Microservices and distributed systems add additional complexity.
Traditionally, the sender needed to know who to tell to take over the rest of the work. Using queuing/streaming systems reverse the services' dependency. The sender publishes the message to the unified channel, the recipient subscribes and waits for it. When we buy a cinema ticket, a receipt must be generated, the seat must be reserved, the user should be notified by e-mail and displayed on the website. All that can be split into separate workflow steps. Which one should be triggered by a command and which one by the event?
We could use heuristics: we send the command when the recipient has the right to refuse the request and event when the recipient just accepts it. If we want to add a user, the system may refuse when we used the existing username. Can a financial service refuse the reservation service to generate a receipt? If the reservation is confirmed, transfer was made, then the financial module should just accept it. So, is it an event?
In theory, yes, if there are no validation rules and if the event happened then, the other system should accept it and perform the logic. Kafka-like streaming systems should guarantee delivery even if the financial service is temporarily unavailable. We have bugs in the code? Then we have to fix them.
Here, the theory ends, and practice begins. Our customer doesn't care if the error is a bug that we know and fix it in the near future? The customer wants to do a business and be operational.
Of course, in the message queuing tutorials, you can find suggestions like: "There is a dead-letter queue/poison-message queue where not-processed messages will be put. You can check there and react". That's cool, but how many people are monitoring it? And even if they do, how quickly will they be able to react? Let's assume that we collect metrics, send alerts, support responses quickly, and report a 'ticket' to programmers. How quickly will they fix it? We can ease that with the design upfront and adding the compensating operation (e.g. button in the UI to generate the invoice if the reservation confirmed event was lost).
Sometimes it turns out that a given event will always have only one recipient. What's more, we expect it to be always handled. Is it still an event? It is worth considering whether we're not sending the command "issue a receipt" under the event with the "reservation was confirmed" name. When the business process is crucial, we may prefer to fail fast and have an immediate result. For such cases, it's worth considering whether it would be better to do an asynchronous command instead of an asynchronous event.
Of course, we're touching here on the separate topic of the distributed processes.
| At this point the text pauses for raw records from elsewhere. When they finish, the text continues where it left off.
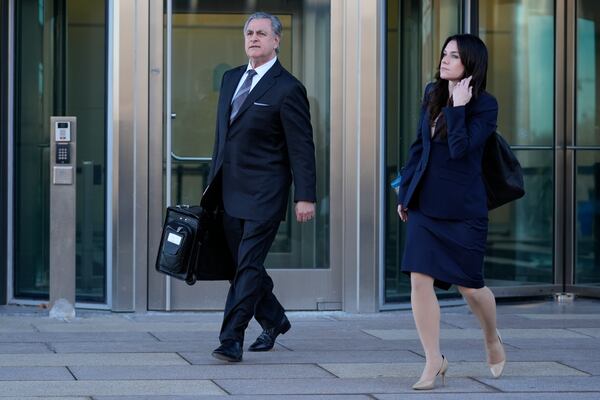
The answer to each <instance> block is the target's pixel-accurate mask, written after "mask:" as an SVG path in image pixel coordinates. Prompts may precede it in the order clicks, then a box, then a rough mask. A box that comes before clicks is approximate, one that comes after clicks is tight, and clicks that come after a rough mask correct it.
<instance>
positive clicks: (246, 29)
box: [244, 11, 283, 54]
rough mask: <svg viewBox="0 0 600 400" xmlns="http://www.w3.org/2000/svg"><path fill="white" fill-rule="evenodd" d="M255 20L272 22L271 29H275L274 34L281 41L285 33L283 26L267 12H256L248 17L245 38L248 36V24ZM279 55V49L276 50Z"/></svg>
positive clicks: (244, 29)
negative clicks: (267, 20) (266, 12)
mask: <svg viewBox="0 0 600 400" xmlns="http://www.w3.org/2000/svg"><path fill="white" fill-rule="evenodd" d="M255 19H268V20H270V21H271V29H273V33H274V34H275V35H276V36H278V37H279V38H280V39H281V34H282V31H283V26H282V25H281V21H280V20H279V18H277V17H276V16H275V15H273V14H269V13H265V12H261V11H259V12H255V13H254V14H252V15H251V16H249V17H248V19H247V20H246V23H245V24H244V36H245V35H246V30H247V29H248V24H249V23H250V22H251V21H252V20H255ZM275 51H276V52H277V54H279V47H277V48H276V49H275Z"/></svg>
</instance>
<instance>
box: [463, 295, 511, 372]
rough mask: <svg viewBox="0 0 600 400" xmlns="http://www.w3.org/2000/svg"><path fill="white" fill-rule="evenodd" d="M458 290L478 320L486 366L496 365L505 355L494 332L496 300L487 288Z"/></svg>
mask: <svg viewBox="0 0 600 400" xmlns="http://www.w3.org/2000/svg"><path fill="white" fill-rule="evenodd" d="M458 290H459V291H460V293H461V294H462V295H463V297H464V298H465V300H466V301H467V303H468V304H469V307H470V308H471V311H473V314H475V316H476V317H477V319H478V320H479V324H480V325H481V330H483V336H484V338H485V347H486V350H487V357H488V360H487V361H488V364H496V363H499V362H501V361H503V360H504V359H505V358H506V355H505V354H504V348H503V346H502V344H501V343H500V341H499V340H498V333H497V332H496V299H495V298H494V294H493V293H492V291H491V290H490V289H489V288H488V287H487V286H485V287H483V288H481V289H472V288H466V287H462V286H459V287H458Z"/></svg>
By itself it's non-trivial. You can read more on that in my other posts:
- Saga and Process Manager - distributed processes in practice
- Outbox, Inbox patterns and delivery guarantees explained
The distinction between commands and events may not be so simple as it looks. We need to take many factors into consideration:
- Is it an intention to do something or the recorded fact?
- Is it asynchronous or synchronous operation?
- Can it have multiple recipients?
- Is it business-critical?
- And many more
If someone asks you "is it a command or an event", don't be afraid to say "it depends" and start to work on the business logic understanding.